Ernest Hemingway x Guimarães Rosa
- Michelle Ramos
- 18 de ago. de 2019
- 3 min de leitura

Para mim há dois casais ícones na literatura mundial (Romeu e Julieta não é um deles!)
O primeiro, por excelência, é Riobaldo e Diadorim de Grande Sertão: Veredas. Se você fala português fluentemente e nunca leu Grande Sertão: Veredas saiba que jamais vai adentrar o Good Place. Ademais, se tivesse lido esse romance escrito em 1956 não teria achado o Segredo de Brokeback Moutain uma novidade.
João Guimarães Rosa conta em Grande Sertão: Veredas a história de Riobaldo, um jagunço. Um jagunço é por definição um cangaceiro, criminoso foragido ou qualquer homem violento contratado como guarda-costas por indivíduo influente e por este homiziado. Ou seja, um homem que vive em pé de guerra, devotado à destruição. Riobaldo tem um amigo de tropa, Diadorim. E ops! Ele se apaixona pelo amigo. Ele sabe que é amor que faz doer o corpo. Mas sabe que esse amor é proibido. O interessante é que mesmo ciente de que esse amor não poderá se concretizar (onde já se viu, um homem gostar de outro homem!!! #ironia) Riobaldo não foge desse sentimento. Ele o cultiva em silêncio e o aceita.

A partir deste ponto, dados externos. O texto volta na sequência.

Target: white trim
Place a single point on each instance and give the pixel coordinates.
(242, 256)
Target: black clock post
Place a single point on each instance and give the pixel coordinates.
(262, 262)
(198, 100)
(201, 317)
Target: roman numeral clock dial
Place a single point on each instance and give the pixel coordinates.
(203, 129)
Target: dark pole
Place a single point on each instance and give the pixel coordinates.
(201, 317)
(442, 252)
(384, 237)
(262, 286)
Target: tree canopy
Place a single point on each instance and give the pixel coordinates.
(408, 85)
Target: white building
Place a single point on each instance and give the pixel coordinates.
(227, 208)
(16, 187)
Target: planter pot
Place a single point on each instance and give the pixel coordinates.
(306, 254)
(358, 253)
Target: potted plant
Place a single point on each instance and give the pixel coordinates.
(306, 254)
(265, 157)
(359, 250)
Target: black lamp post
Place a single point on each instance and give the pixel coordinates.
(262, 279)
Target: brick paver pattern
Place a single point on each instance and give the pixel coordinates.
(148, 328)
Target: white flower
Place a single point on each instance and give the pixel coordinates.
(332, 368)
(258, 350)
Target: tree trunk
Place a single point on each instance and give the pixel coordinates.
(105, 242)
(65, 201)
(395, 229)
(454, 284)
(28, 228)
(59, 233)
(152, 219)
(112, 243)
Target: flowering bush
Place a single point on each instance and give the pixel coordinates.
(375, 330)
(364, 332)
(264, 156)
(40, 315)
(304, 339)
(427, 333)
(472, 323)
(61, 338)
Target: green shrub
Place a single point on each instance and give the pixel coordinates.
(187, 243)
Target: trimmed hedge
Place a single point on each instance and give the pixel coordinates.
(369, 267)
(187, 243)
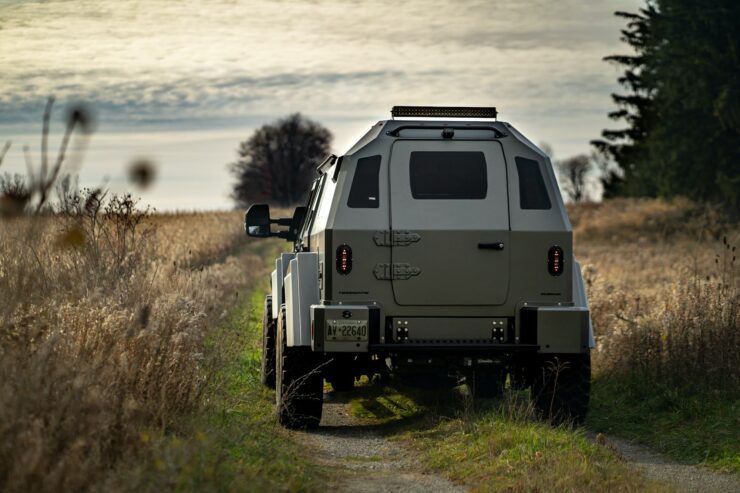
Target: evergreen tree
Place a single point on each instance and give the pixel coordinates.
(682, 101)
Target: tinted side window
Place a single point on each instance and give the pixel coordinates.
(365, 184)
(532, 190)
(448, 175)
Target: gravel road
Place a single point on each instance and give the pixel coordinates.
(683, 477)
(371, 462)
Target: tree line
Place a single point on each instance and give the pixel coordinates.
(679, 110)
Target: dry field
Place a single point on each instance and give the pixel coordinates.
(102, 325)
(105, 312)
(664, 291)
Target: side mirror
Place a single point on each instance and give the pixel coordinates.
(297, 222)
(257, 221)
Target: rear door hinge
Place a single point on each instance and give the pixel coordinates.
(395, 272)
(395, 238)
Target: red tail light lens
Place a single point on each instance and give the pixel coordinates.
(555, 261)
(344, 259)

Mas eis que amor é sinônimo de tragédia e sofrimento. O bando de Riobaldo entra em confronto com o bando de Hermógenes. Riobaldo faz um pacto com o diabo para vencer o bando inimigo. Diadorim morre no meio de uma batalha com Hermógenes (um dos nomes para o demônio). "O Diabo na rua, no meio do redemoinho..." E então ele vai limpar o corpo do amigo para o enterro. Assim, ao desnuda-lo descobre estupefato que Diadorim na verdade era uma mulher.
Só quem acompanha o conflito que Riobaldo viveu pelos sentimentos que tinha é que é capaz de quantificar a puta sacanagem que é essa história. Eu JAMAIS vou me conformar com o amor que não que cumpre o seu papel. Mas me toca profundamente a história de Riobaldo, que ainda que com medo e reprimido se permitiu sentir.

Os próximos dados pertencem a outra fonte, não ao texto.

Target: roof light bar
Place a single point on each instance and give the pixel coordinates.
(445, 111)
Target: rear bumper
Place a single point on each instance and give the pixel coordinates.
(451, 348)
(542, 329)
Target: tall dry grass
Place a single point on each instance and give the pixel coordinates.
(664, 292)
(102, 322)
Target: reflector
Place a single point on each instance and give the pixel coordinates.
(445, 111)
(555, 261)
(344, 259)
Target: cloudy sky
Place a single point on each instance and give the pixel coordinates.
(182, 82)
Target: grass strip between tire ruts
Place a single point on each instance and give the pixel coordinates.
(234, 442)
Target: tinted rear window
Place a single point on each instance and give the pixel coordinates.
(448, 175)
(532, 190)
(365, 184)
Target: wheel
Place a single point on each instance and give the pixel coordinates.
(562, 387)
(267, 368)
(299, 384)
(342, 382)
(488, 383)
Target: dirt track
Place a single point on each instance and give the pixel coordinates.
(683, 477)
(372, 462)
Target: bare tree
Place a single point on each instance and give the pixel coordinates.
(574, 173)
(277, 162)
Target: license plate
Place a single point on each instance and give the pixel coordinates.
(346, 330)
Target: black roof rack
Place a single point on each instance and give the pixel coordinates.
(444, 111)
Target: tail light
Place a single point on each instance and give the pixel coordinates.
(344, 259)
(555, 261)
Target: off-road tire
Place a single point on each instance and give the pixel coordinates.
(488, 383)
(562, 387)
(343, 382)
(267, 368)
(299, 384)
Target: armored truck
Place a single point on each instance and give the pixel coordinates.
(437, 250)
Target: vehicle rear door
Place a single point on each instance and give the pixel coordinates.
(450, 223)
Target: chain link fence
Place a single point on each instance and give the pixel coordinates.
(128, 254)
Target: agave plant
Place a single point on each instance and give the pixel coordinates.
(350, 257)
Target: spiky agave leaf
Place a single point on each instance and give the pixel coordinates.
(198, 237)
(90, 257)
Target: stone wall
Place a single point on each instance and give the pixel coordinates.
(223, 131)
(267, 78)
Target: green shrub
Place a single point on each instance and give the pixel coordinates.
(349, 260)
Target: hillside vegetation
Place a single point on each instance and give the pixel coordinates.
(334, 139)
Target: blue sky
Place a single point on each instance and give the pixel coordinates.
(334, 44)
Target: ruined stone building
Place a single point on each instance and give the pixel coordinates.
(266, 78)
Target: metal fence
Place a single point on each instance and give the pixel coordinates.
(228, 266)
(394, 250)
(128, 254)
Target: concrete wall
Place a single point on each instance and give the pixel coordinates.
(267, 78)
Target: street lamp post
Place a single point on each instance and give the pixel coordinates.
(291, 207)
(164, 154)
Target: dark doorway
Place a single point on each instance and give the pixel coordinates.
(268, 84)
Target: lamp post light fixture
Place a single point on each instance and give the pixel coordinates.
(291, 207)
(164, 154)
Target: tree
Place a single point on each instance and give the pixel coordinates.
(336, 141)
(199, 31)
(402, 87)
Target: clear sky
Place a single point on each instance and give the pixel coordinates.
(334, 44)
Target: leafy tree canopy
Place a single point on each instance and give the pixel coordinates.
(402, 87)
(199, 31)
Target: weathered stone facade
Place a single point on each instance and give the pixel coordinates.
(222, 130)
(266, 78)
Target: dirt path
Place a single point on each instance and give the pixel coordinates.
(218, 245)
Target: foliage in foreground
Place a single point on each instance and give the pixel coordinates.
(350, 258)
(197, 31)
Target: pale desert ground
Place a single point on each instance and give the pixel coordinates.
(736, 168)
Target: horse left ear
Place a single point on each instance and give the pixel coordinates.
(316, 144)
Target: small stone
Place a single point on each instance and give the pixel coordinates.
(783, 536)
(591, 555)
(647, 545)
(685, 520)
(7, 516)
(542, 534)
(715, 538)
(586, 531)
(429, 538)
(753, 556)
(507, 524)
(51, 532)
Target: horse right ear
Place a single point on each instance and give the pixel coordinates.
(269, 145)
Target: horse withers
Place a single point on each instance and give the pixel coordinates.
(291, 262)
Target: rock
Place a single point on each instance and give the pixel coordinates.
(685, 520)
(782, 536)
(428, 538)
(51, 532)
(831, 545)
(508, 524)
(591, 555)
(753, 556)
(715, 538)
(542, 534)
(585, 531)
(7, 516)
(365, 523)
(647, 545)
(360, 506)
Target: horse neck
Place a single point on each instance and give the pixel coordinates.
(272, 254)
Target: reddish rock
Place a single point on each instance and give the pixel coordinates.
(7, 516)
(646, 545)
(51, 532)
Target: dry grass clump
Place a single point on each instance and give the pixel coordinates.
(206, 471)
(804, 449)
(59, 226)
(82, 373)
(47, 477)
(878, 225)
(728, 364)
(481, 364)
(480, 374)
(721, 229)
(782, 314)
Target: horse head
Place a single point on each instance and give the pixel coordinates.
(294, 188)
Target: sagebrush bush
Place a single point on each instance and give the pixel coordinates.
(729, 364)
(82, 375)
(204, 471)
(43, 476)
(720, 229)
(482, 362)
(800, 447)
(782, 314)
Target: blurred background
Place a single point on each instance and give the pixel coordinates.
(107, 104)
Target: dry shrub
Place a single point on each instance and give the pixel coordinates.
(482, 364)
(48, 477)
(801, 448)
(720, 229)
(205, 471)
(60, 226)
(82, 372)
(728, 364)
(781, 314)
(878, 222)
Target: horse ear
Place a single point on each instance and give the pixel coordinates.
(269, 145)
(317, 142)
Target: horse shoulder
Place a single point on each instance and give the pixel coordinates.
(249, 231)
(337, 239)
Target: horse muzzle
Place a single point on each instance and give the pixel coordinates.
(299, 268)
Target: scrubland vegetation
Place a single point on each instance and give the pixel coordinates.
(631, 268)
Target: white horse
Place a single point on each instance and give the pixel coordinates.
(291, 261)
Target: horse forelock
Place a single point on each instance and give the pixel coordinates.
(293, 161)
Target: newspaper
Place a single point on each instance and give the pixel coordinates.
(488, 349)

Agora o segundo casal: Robert Jordan e Maria de Por quem os sinos dobram, de Ernest Hemingway. Robert Jordan é... adivinhem? Um integrante das Brigadas Internacionais, que era um conjunto de unidades militares compostas por voluntários estrangeiros que lutaram ao lado da República na Guerra Civil Espanhola. Na história, sua missão é explodir uma ponte. Mais um tipo devotado para o conflito.
Robert Jordan tem uma vida dedicada a uma causa e por ela, ele está disposto a dar sua vida. Ele sabe que a missão de explodir a ponte é perigosa mas a causa vale. O problema é que a vida é ardilosa. No meio do caminho ele conhece Maria. Maria, a mulher frágil, cuja simples presença é capaz de secar a garganta do guerrilheiro. E então, o homem cuja missão é destruir ponte, constrói uma ponte entre ele e Maria.
Robert Jordan cede ao amor. Se envolve com Maria e começa a cogitar abandonar a guerra, esquecer sua causa por uns tempos e levar uma vida ao lado dela. Ele devaneia pensando nos dias que poderá ter com Maria (coelhinha, como ele a apelidou) em Madri. "Quanto mais irregular for o trabalho, mais irregular é a vida". Assim ele pensa em voltar a dar aulas e viver seus afetos recém descobertos com Maria.
Não há final feliz no amor. Robert Jordan quebra a perna depois da explosão da ponte. Todos devem fugir o mais rápido possível. Não há como levá-lo. Ele sabe que não sobreviverá por muito tempo com o fêmur fraturado. Então a história termina com Maria fugindo contrariada e com Robert sozinho na floresta, a espera dos inimigos. Ele morre? É capturado? Não sabemos. Toda essa história de passa em exíguos 4 dias. Mas podemos resumir tudo isso nesse pensamento:
"Que coisa! Você toca a sua vida achando que ela tem um significado e sempre acaba não significando nada. Nunca houve nada assim. Você pensa que isso nunca vai acontecer com você. Daí, aparece um caso cretino como este, de coordenar dois bandos de guerrilheiros mal-ajambrados para ajudar a dinamitar uma ponte, sob condições impossíveis, para provocar o aborto de uma contraofensiva, provavelmente já iniciada, e você esbarra numa garota como Maria. Claro. Foi isso o que aconteceu. Você esbarrou nela um pouco tarde, só isso."
Sabe qual a moral da história? Sabe por que esses são meus casais prediletos? Porque o amor pegou a todos no contrapé. No final deu tudo errado. Mas não se pode dizer que não houve amor.